Le Gabon veut désormais inscrire la question des violences faites aux femmes et aux enfants au cœur de sa stratégie sanitaire et humanitaire. Le président Brice Clotaire Oligui Nguema a reçu ce mardi à Libreville le professeur Denis Mukwege, au terme d’une session de formation destinée aux officiers de santé et médecins militaires gabonais.
Organisée à l’École d’Application du Service de Santé Militaire de Libreville, cette formation visait à renforcer les capacités des personnels médicaux dans la prise en charge des victimes de violences en période de conflit. Les modules abordés ont porté aussi bien sur les soins médicaux que sur l’accompagnement psychologique et humain des femmes et des enfants confrontés à des traumatismes extrêmes.

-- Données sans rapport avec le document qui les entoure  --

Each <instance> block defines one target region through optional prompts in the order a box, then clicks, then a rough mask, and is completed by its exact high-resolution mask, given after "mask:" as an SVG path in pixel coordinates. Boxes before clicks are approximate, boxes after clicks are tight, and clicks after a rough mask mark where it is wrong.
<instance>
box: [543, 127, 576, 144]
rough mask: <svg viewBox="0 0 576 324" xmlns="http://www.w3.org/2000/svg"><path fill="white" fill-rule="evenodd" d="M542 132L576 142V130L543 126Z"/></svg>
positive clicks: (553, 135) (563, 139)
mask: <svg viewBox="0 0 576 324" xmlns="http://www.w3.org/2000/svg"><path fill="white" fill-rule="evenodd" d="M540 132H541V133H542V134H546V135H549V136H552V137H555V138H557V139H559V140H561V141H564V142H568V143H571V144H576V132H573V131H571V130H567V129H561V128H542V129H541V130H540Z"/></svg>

Figure mondiale de la lutte contre les violences sexuelles utilisées comme arme de guerre, Denis Mukwege a partagé son expérience acquise auprès des victimes en République démocratique du Congo. Son approche, fondée sur la dignité humaine, la reconstruction psychologique et la lutte contre l’impunité, constitue aujourd’hui une référence internationale dans le domaine de la santé humanitaire.
Au cours des échanges, les autorités gabonaises ont rappelé que les violences sexuelles en contexte de guerre demeurent une violation grave des droits humains, condamnée notamment par les résolutions 1325 et 1820 du Conseil de sécurité des Nations unies. Libreville souhaite ainsi renforcer ses mécanismes de prévention, de protection et d’assistance face à ces crimes qui affectent durablement les sociétés africaines.

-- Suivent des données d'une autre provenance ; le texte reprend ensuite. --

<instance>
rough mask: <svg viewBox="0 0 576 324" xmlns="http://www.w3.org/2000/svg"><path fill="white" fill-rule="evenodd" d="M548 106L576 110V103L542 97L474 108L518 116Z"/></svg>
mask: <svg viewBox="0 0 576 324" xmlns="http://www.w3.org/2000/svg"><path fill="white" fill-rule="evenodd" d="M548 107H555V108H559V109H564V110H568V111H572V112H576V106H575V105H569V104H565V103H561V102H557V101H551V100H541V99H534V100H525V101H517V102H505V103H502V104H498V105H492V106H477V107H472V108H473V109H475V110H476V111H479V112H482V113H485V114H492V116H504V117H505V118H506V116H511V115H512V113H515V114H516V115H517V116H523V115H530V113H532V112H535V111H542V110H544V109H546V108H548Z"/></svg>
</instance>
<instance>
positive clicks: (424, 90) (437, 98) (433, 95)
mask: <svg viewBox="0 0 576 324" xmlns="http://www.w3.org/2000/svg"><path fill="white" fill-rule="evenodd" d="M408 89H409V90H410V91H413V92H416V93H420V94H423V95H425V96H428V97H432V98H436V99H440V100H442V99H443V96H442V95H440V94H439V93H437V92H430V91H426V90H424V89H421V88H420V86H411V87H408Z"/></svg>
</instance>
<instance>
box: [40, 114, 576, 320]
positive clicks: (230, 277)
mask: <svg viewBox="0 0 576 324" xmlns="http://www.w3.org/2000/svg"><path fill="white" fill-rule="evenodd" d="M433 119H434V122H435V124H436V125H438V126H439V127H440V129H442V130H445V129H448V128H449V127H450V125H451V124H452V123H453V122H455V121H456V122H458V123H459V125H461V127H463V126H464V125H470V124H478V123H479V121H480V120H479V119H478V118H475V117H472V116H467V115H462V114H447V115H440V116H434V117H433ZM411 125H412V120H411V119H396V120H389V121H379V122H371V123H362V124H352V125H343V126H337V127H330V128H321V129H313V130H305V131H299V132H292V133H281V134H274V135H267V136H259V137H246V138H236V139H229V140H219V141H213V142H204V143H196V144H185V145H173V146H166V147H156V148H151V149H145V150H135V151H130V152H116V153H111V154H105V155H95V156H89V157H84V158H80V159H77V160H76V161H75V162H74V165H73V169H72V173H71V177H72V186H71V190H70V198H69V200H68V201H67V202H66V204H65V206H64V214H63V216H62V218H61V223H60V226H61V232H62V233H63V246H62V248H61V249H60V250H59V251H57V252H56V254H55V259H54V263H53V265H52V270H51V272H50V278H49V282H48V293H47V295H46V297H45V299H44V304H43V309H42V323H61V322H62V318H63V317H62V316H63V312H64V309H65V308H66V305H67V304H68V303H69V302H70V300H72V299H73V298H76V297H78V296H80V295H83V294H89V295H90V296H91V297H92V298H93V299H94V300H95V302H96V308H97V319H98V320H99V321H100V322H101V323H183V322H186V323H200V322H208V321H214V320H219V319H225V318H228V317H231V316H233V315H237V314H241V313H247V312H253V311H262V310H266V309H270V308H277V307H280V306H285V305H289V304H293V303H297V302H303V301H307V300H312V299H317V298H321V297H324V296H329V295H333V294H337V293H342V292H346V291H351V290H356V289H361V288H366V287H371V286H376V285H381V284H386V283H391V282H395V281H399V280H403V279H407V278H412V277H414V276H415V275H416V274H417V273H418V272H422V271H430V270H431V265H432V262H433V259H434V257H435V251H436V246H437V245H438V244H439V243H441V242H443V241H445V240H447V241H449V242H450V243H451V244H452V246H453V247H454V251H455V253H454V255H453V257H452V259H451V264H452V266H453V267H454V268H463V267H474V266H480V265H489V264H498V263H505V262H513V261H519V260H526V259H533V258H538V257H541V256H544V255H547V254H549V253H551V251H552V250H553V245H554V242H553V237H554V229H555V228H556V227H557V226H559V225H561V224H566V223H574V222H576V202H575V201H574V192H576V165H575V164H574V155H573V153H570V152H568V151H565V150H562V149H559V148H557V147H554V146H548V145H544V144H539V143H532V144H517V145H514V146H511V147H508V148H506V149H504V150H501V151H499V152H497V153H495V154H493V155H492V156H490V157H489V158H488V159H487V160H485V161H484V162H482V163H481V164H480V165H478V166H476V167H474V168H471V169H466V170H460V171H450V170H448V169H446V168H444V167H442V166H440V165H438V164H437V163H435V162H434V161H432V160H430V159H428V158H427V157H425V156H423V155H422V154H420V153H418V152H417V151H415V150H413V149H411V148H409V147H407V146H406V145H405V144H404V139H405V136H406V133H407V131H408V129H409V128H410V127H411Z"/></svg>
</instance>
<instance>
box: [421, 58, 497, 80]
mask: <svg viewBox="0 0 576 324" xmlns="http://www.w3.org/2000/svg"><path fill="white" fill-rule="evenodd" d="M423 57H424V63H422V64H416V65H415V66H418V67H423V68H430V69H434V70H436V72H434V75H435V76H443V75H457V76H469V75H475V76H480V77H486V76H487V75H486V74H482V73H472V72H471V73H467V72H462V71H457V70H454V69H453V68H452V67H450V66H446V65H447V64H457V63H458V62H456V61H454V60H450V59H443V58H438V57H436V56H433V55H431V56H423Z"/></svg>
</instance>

À l’issue de l’audience, Denis Mukwege a salué l’engagement du Gabon dans le développement des compétences médicales locales. En accueillant cette initiative, Brice Oligui Nguema entend positionner le pays comme un acteur régional majeur dans les domaines de la santé humanitaire, de la protection des populations civiles et de la prise en charge des victimes de violences.